Organ shortage persists despite a high rate of donation after circulatory death (DCD) in the Netherlands. The median waiting time for a deceased donor kidney in 2013 was 3.5 years. Most DCD kidneys are from controlled DCD (cDCD; Maastricht category III). Experience with uncontrolled donors after cardiac death (uDCD), that is, donors with an unexpected and irreversible cardiac arrest (Maastricht categories I and II), is increasing; and its effect on transplant outcomes needs evaluation.Methods
We used the Dutch Organ Transplantation Registry to include recipients (≥18 years old) from all Dutch centers who received transplants from 2002 to 2012 with a first DCD kidney. We compared transplant outcome in uDCD (n = 97) and cDCD (n = 1441).Results
Primary nonfunction in uDCD was higher than in the cDCD (19.6% vs 9.6%, P < 0.001, respectively). Delayed graft function was also higher in uDCD than in cDCD, but not significantly (73.7% vs 63.3%, P = .074, respectively).

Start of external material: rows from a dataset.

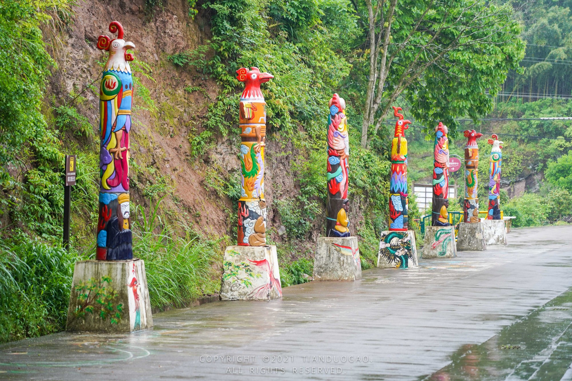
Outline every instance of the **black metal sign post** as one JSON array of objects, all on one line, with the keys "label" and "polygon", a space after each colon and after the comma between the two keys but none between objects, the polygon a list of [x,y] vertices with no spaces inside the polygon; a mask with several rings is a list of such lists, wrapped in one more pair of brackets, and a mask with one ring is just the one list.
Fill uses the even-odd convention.
[{"label": "black metal sign post", "polygon": [[66,155],[66,181],[63,186],[63,248],[69,250],[70,208],[71,197],[70,186],[76,185],[76,155]]}]

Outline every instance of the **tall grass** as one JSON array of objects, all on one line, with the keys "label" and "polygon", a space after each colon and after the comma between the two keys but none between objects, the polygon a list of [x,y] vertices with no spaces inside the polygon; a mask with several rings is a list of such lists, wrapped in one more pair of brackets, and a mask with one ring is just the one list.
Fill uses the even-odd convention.
[{"label": "tall grass", "polygon": [[133,255],[145,260],[151,305],[181,305],[218,292],[220,281],[212,266],[217,257],[217,241],[169,223],[158,214],[160,203],[148,214],[139,206],[134,219]]},{"label": "tall grass", "polygon": [[76,259],[38,240],[0,247],[0,342],[63,328]]}]

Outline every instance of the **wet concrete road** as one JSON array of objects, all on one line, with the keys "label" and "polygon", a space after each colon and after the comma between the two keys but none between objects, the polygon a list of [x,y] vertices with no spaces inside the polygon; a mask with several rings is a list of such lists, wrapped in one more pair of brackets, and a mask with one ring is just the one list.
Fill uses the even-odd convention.
[{"label": "wet concrete road", "polygon": [[131,335],[0,346],[0,378],[572,379],[572,226],[508,240],[288,287],[281,300],[163,312]]}]

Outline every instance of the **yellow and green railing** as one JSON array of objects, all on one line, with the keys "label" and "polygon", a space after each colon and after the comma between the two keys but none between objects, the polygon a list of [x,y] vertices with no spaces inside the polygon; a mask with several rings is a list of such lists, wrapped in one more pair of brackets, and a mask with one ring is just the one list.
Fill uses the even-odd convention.
[{"label": "yellow and green railing", "polygon": [[[502,213],[502,212],[501,212]],[[486,215],[486,213],[485,213]],[[459,223],[463,221],[462,212],[449,212],[449,224],[455,227],[455,237],[457,236],[457,231],[459,229]],[[431,215],[423,216],[419,222],[421,229],[421,236],[425,236],[425,227],[431,226]]]}]

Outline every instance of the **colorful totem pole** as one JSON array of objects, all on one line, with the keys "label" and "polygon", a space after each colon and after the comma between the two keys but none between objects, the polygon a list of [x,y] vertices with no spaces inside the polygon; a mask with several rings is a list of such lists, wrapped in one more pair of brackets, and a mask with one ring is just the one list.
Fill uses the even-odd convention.
[{"label": "colorful totem pole", "polygon": [[111,39],[100,35],[97,47],[109,52],[100,88],[100,216],[97,225],[99,260],[131,259],[129,218],[129,130],[133,81],[128,49],[133,42],[123,39],[123,27],[117,21],[109,31]]},{"label": "colorful totem pole", "polygon": [[476,140],[483,134],[475,130],[467,130],[468,138],[465,146],[465,197],[463,222],[459,224],[457,250],[486,250],[484,226],[479,218],[479,199],[477,187],[479,178],[479,146]]},{"label": "colorful totem pole", "polygon": [[449,140],[441,122],[435,128],[433,161],[433,208],[431,226],[425,228],[423,258],[456,256],[455,227],[449,224]]},{"label": "colorful totem pole", "polygon": [[491,149],[490,173],[488,176],[488,211],[483,221],[484,236],[487,245],[506,245],[505,221],[500,218],[500,164],[502,162],[503,142],[493,134],[488,144]]},{"label": "colorful totem pole", "polygon": [[492,145],[491,149],[491,167],[488,176],[488,213],[487,220],[500,219],[500,164],[502,162],[503,142],[498,140],[496,134],[488,140],[488,144]]},{"label": "colorful totem pole", "polygon": [[389,231],[381,232],[378,267],[407,268],[418,265],[415,235],[407,229],[407,140],[405,130],[411,121],[403,119],[400,107],[394,107],[398,118],[391,141]]},{"label": "colorful totem pole", "polygon": [[449,140],[447,126],[441,122],[435,128],[433,161],[432,226],[448,226],[449,215]]},{"label": "colorful totem pole", "polygon": [[348,219],[349,140],[345,101],[334,94],[328,104],[326,236],[319,237],[314,256],[316,280],[362,279],[357,237],[351,237]]},{"label": "colorful totem pole", "polygon": [[345,101],[334,94],[329,105],[326,236],[349,237],[347,212],[349,140],[344,114]]},{"label": "colorful totem pole", "polygon": [[245,83],[240,97],[240,169],[238,242],[224,253],[221,299],[263,300],[282,297],[276,247],[266,244],[264,148],[266,102],[260,85],[274,77],[258,68],[243,68],[236,77]]},{"label": "colorful totem pole", "polygon": [[[76,263],[67,311],[69,331],[130,332],[153,327],[145,264],[133,259],[129,212],[129,132],[134,89],[129,63],[133,57],[127,50],[135,45],[123,39],[119,22],[112,22],[109,31],[117,33],[117,38],[100,35],[97,41],[97,47],[109,53],[100,87],[97,260]],[[117,292],[113,303],[123,307],[115,311],[112,307],[109,314],[114,324],[85,308],[89,301],[85,285],[94,281]]]},{"label": "colorful totem pole", "polygon": [[390,231],[407,231],[407,140],[405,130],[411,121],[403,119],[400,107],[394,106],[395,132],[391,142],[391,177],[390,180]]},{"label": "colorful totem pole", "polygon": [[239,246],[266,245],[266,201],[264,200],[264,140],[266,102],[260,85],[274,78],[257,68],[236,71],[245,84],[240,97],[240,167],[242,181],[239,200]]},{"label": "colorful totem pole", "polygon": [[479,199],[477,195],[479,178],[479,146],[476,140],[483,136],[475,130],[464,132],[468,138],[465,146],[465,198],[463,207],[463,222],[476,223],[479,218]]}]

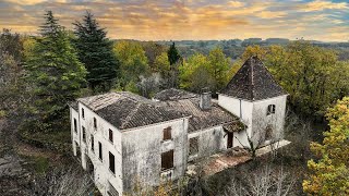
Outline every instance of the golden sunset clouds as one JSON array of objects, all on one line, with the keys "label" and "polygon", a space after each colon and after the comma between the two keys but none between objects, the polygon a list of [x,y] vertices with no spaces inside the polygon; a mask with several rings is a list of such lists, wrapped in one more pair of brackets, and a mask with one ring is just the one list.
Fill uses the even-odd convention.
[{"label": "golden sunset clouds", "polygon": [[35,34],[45,10],[73,28],[91,10],[111,38],[141,40],[285,37],[349,39],[349,4],[299,0],[2,0],[0,27]]}]

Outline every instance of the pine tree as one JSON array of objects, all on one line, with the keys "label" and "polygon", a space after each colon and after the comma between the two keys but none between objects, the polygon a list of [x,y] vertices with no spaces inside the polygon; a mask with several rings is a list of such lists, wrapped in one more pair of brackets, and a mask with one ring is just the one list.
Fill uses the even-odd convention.
[{"label": "pine tree", "polygon": [[112,52],[112,42],[106,38],[94,15],[86,12],[83,22],[76,22],[75,46],[81,62],[87,69],[87,82],[92,89],[108,91],[117,77],[119,62]]},{"label": "pine tree", "polygon": [[41,36],[26,58],[26,79],[36,97],[34,111],[43,123],[52,124],[65,115],[67,102],[85,85],[86,70],[63,27],[51,11],[45,14]]},{"label": "pine tree", "polygon": [[349,97],[338,100],[327,118],[330,130],[323,144],[311,144],[320,159],[308,162],[311,174],[303,189],[311,195],[349,195]]}]

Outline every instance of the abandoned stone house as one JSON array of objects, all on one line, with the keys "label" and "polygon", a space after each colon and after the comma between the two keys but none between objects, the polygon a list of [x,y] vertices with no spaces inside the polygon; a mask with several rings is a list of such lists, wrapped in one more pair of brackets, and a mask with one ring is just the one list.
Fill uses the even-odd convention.
[{"label": "abandoned stone house", "polygon": [[184,175],[188,162],[232,147],[282,138],[287,94],[250,58],[218,94],[180,89],[151,100],[132,93],[80,98],[70,105],[72,144],[103,195],[135,180],[158,185]]}]

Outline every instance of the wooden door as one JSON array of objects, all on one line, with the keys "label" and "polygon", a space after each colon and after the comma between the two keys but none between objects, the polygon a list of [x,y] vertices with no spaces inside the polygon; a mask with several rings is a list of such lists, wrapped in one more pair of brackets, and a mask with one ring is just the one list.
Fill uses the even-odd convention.
[{"label": "wooden door", "polygon": [[228,133],[227,148],[232,148],[232,133]]}]

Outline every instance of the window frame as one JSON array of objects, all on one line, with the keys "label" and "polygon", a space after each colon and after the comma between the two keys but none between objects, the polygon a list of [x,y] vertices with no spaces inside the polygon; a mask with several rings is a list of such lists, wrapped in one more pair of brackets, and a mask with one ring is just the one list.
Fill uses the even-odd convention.
[{"label": "window frame", "polygon": [[[191,148],[192,145],[194,145],[194,144],[191,143],[192,140],[196,140],[196,149],[195,149],[195,151],[191,150],[192,149]],[[195,156],[197,154],[198,154],[198,136],[189,138],[189,156],[191,157],[191,156]]]},{"label": "window frame", "polygon": [[95,152],[95,137],[91,134],[91,150]]},{"label": "window frame", "polygon": [[84,109],[84,108],[81,108],[81,117],[82,117],[83,119],[85,119],[85,109]]},{"label": "window frame", "polygon": [[94,117],[94,128],[97,130],[97,119]]},{"label": "window frame", "polygon": [[168,171],[174,168],[174,151],[173,149],[161,154],[161,172]]},{"label": "window frame", "polygon": [[103,162],[103,146],[100,142],[98,142],[98,159]]},{"label": "window frame", "polygon": [[76,121],[75,118],[74,118],[74,122],[73,123],[74,123],[74,132],[77,133],[77,121]]},{"label": "window frame", "polygon": [[168,126],[163,130],[163,140],[171,140],[172,139],[172,127]]},{"label": "window frame", "polygon": [[116,174],[116,156],[109,151],[109,171]]},{"label": "window frame", "polygon": [[111,128],[108,130],[109,142],[113,144],[113,131]]},{"label": "window frame", "polygon": [[85,126],[82,126],[83,130],[83,142],[86,144],[86,128]]},{"label": "window frame", "polygon": [[275,105],[268,105],[266,115],[275,114]]}]

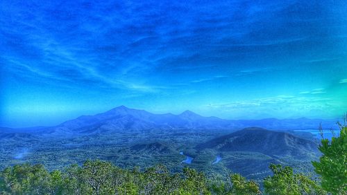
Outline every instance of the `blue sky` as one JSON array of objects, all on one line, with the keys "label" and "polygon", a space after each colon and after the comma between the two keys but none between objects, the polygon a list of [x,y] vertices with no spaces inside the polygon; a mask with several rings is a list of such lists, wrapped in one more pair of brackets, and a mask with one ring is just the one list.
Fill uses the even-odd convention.
[{"label": "blue sky", "polygon": [[1,1],[0,126],[347,111],[346,1]]}]

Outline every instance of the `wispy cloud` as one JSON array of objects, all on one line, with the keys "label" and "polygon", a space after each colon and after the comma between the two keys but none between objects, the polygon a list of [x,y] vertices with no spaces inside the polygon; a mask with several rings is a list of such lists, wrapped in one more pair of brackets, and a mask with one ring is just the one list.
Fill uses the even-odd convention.
[{"label": "wispy cloud", "polygon": [[200,83],[200,82],[203,82],[212,81],[212,80],[215,80],[226,78],[226,77],[228,77],[223,76],[223,75],[217,75],[217,76],[214,76],[214,77],[208,77],[208,78],[203,78],[203,79],[192,80],[190,82],[192,82],[192,83]]},{"label": "wispy cloud", "polygon": [[325,91],[325,89],[319,88],[319,89],[314,89],[312,91],[301,91],[299,93],[300,94],[322,94],[322,93],[326,93],[326,91]]},{"label": "wispy cloud", "polygon": [[347,83],[347,79],[341,80],[339,83]]}]

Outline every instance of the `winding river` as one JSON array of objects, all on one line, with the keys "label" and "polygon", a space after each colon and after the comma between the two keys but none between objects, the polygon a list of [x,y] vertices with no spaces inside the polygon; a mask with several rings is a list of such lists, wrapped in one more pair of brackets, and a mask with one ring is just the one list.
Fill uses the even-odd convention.
[{"label": "winding river", "polygon": [[192,161],[193,160],[194,158],[185,155],[183,151],[180,151],[180,155],[185,156],[187,158],[185,160],[183,160],[182,162],[183,163],[187,163],[187,164],[192,164]]}]

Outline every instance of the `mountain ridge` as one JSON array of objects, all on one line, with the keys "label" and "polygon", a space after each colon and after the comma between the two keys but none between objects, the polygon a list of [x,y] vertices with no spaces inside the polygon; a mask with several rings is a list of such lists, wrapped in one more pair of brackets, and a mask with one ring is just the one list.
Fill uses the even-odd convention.
[{"label": "mountain ridge", "polygon": [[[95,128],[95,126],[101,128],[95,131],[99,132],[108,132],[112,129],[115,131],[146,131],[153,129],[239,130],[248,127],[257,127],[269,130],[316,129],[321,122],[323,128],[327,129],[332,127],[332,124],[335,124],[332,120],[305,118],[226,120],[214,116],[202,116],[189,110],[178,115],[170,113],[155,114],[145,110],[130,109],[122,105],[103,113],[92,115],[81,115],[55,127],[40,127],[36,131],[37,133],[71,134],[88,131],[90,129],[83,129]],[[106,129],[103,129],[103,128]],[[33,131],[33,128],[14,129],[20,129],[18,131],[21,132],[26,132],[26,129],[30,129],[27,132],[35,132]],[[8,129],[6,131],[10,131]]]}]

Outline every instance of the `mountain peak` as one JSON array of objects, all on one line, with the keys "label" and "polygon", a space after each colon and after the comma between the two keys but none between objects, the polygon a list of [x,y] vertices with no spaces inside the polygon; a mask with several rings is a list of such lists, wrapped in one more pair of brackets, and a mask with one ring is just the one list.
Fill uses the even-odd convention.
[{"label": "mountain peak", "polygon": [[192,112],[189,110],[187,110],[187,111],[183,112],[182,113],[180,113],[179,115],[179,116],[183,117],[183,118],[196,118],[202,117],[200,115],[198,115],[194,112]]},{"label": "mountain peak", "polygon": [[126,106],[124,105],[121,105],[120,106],[115,107],[115,109],[129,109],[129,108],[128,108],[127,106]]}]

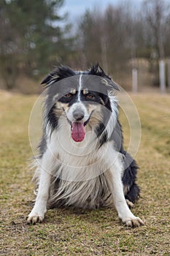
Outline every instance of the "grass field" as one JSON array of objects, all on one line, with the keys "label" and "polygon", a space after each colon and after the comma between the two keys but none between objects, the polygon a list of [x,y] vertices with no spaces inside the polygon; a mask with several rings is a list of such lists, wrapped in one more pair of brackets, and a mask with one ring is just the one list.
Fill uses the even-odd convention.
[{"label": "grass field", "polygon": [[170,96],[132,96],[142,123],[142,192],[132,211],[145,225],[131,229],[110,208],[51,209],[43,223],[26,225],[34,199],[28,124],[36,97],[0,95],[0,255],[170,255]]}]

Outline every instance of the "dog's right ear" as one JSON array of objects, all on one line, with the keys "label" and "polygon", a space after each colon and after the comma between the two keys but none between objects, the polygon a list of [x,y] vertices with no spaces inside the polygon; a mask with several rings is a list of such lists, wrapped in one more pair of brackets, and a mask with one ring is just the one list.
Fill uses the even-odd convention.
[{"label": "dog's right ear", "polygon": [[58,67],[45,78],[41,84],[50,86],[51,83],[75,75],[76,72],[67,66]]}]

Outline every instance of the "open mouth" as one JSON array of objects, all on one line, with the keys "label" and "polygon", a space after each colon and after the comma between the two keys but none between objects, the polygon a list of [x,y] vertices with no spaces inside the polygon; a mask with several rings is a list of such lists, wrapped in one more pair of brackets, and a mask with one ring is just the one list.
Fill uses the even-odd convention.
[{"label": "open mouth", "polygon": [[72,139],[76,142],[80,142],[82,141],[85,136],[85,127],[88,124],[89,121],[89,118],[85,121],[73,121],[72,123],[70,123],[71,127],[72,127]]},{"label": "open mouth", "polygon": [[85,124],[74,121],[72,124],[72,137],[76,142],[82,141],[85,136]]}]

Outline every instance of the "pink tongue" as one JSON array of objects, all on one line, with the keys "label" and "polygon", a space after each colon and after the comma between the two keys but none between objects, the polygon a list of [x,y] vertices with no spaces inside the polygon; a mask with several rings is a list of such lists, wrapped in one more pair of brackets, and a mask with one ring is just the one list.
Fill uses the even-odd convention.
[{"label": "pink tongue", "polygon": [[73,122],[72,136],[74,141],[79,142],[84,140],[85,135],[83,123]]}]

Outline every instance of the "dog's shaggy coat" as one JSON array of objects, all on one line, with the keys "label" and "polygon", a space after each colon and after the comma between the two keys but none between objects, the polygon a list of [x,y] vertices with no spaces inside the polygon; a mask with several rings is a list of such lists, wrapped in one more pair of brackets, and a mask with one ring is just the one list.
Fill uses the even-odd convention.
[{"label": "dog's shaggy coat", "polygon": [[128,208],[139,197],[138,167],[123,146],[117,85],[98,64],[87,72],[58,67],[42,83],[47,95],[39,155],[34,162],[36,198],[28,222],[42,222],[47,205],[115,205],[126,225],[143,225]]}]

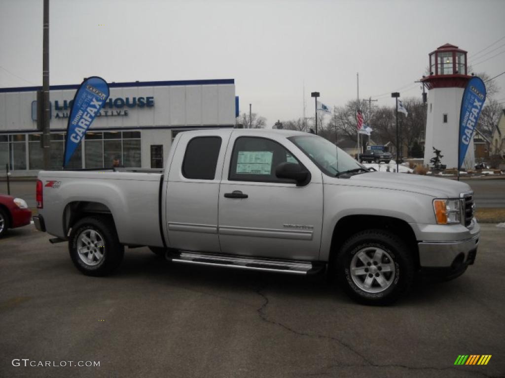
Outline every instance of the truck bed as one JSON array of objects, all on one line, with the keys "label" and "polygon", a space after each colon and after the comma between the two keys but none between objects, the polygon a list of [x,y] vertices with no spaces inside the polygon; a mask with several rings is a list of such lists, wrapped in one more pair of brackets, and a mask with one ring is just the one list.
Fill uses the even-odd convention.
[{"label": "truck bed", "polygon": [[159,198],[163,175],[135,170],[140,170],[41,171],[44,208],[39,213],[45,219],[47,231],[66,238],[65,225],[69,220],[66,211],[78,204],[113,214],[121,243],[162,246]]}]

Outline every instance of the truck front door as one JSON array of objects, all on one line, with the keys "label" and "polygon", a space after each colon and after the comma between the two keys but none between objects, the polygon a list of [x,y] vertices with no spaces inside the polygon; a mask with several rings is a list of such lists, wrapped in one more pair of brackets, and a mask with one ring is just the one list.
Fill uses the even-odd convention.
[{"label": "truck front door", "polygon": [[317,260],[323,215],[320,171],[310,169],[311,182],[297,186],[278,178],[275,168],[286,162],[307,163],[305,156],[296,157],[279,142],[260,136],[232,134],[229,146],[233,149],[228,149],[219,193],[221,251]]}]

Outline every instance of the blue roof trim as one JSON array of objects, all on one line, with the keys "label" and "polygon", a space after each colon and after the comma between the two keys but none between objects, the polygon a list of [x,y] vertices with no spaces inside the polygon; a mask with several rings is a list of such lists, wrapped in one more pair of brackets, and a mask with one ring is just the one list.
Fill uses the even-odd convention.
[{"label": "blue roof trim", "polygon": [[[209,80],[172,80],[170,81],[140,81],[126,83],[109,83],[110,88],[128,88],[131,87],[161,87],[176,85],[215,85],[216,84],[234,84],[234,79],[217,79]],[[80,84],[69,85],[51,85],[49,90],[77,89]],[[32,92],[41,89],[42,86],[17,87],[0,88],[0,93],[8,92]]]}]

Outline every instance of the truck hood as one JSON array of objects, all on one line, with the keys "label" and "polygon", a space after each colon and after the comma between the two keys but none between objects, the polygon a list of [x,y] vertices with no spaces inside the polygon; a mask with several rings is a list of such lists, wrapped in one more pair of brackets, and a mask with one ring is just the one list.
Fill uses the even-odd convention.
[{"label": "truck hood", "polygon": [[357,174],[348,182],[351,185],[411,192],[439,198],[459,198],[460,193],[471,191],[468,184],[455,180],[389,172]]}]

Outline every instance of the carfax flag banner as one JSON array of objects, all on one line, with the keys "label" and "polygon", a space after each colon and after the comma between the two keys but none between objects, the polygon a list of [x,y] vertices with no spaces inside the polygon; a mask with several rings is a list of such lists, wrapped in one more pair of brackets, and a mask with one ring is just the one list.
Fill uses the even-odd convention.
[{"label": "carfax flag banner", "polygon": [[63,168],[109,98],[109,85],[102,78],[92,76],[82,82],[74,97],[67,126]]},{"label": "carfax flag banner", "polygon": [[467,154],[479,116],[486,101],[486,86],[480,78],[472,78],[467,84],[461,99],[460,113],[460,140],[458,142],[458,166],[461,167]]}]

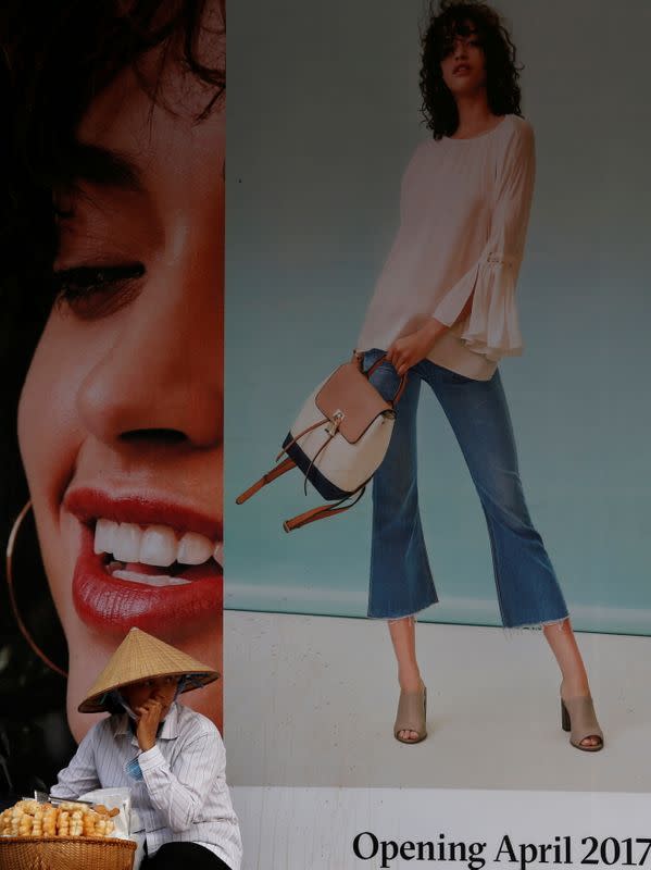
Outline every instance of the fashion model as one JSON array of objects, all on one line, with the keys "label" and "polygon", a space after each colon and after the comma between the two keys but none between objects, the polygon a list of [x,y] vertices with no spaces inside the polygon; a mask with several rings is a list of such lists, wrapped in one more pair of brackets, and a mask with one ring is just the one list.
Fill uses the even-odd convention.
[{"label": "fashion model", "polygon": [[433,138],[403,177],[401,222],[358,340],[389,397],[409,373],[373,486],[368,616],[389,621],[400,700],[395,736],[426,737],[426,689],[414,614],[437,600],[416,480],[422,383],[435,393],[481,500],[504,626],[539,626],[562,673],[562,725],[577,749],[603,747],[567,608],[517,468],[497,369],[522,350],[515,286],[535,176],[515,48],[483,2],[443,0],[423,38],[423,113]]}]

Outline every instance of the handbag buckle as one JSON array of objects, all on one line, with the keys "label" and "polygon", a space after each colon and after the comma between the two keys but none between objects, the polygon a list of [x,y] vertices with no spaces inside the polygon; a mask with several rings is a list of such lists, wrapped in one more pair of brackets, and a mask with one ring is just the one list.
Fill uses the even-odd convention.
[{"label": "handbag buckle", "polygon": [[337,434],[337,430],[341,425],[345,418],[346,414],[343,413],[343,411],[340,411],[339,409],[335,411],[335,413],[333,414],[333,419],[328,422],[328,424],[325,427],[325,431],[330,436],[330,438],[335,437],[335,435]]}]

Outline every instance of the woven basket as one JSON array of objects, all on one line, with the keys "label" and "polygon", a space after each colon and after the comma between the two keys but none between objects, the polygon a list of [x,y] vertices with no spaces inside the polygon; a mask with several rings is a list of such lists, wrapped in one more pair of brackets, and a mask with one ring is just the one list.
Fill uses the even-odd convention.
[{"label": "woven basket", "polygon": [[130,840],[0,836],[0,870],[132,870]]}]

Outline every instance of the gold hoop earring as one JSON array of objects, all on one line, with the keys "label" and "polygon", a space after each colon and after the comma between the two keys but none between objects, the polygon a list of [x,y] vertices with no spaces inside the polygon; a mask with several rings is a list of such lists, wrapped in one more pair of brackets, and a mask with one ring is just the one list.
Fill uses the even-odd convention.
[{"label": "gold hoop earring", "polygon": [[16,520],[15,520],[14,524],[11,527],[11,532],[9,533],[9,540],[7,542],[7,585],[9,587],[9,600],[10,600],[10,604],[11,604],[11,609],[12,609],[13,614],[14,614],[14,619],[15,619],[15,621],[17,623],[17,626],[18,626],[18,629],[21,631],[21,634],[23,635],[25,641],[27,641],[27,643],[29,644],[29,646],[34,650],[34,652],[52,671],[55,671],[58,674],[61,674],[61,676],[63,676],[63,678],[67,678],[67,673],[64,670],[62,670],[58,664],[54,664],[53,661],[50,661],[50,659],[46,656],[46,654],[42,651],[42,649],[40,649],[40,647],[38,646],[36,641],[29,634],[29,631],[28,631],[27,626],[25,625],[25,623],[23,622],[23,619],[22,619],[21,613],[18,611],[18,602],[16,600],[15,591],[14,591],[14,587],[13,587],[13,554],[14,554],[14,547],[15,547],[16,538],[18,536],[18,532],[21,531],[21,525],[23,524],[23,520],[29,513],[30,510],[32,510],[32,501],[28,501],[25,505],[25,507],[23,508],[23,510],[16,517]]}]

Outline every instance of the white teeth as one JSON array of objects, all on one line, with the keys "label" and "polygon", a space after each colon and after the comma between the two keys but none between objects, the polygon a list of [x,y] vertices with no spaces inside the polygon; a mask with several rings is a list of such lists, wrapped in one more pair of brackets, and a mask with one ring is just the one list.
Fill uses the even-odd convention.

If censored for primary nonfunction, estimated glomerular filtration rates after 1 year and 5 years were comparable between uDCD and cDCD (1 year: uDCD, 44.3 (23.4) mL/min/m2 and cDCD, 45.8 (24.1) mL/min/m2; P = 0.621; 5 years: uDCD, 49.1 (25.6) mL/min/m2 and cDCD, 47.7 (21.7) mL/min/m2; P = 0.686). The differences in primary nonfunction between kidneys from uDCD and cDCD were explained by differences in the first warm ischemic period, cold ischemic time, and donor age.Conclusions
We conclude that uDCD kidneys have potential for excellent function and can constitute a valuable extension of the donor pool. However, further efforts are necessary to address the high rate of primary nonfunction.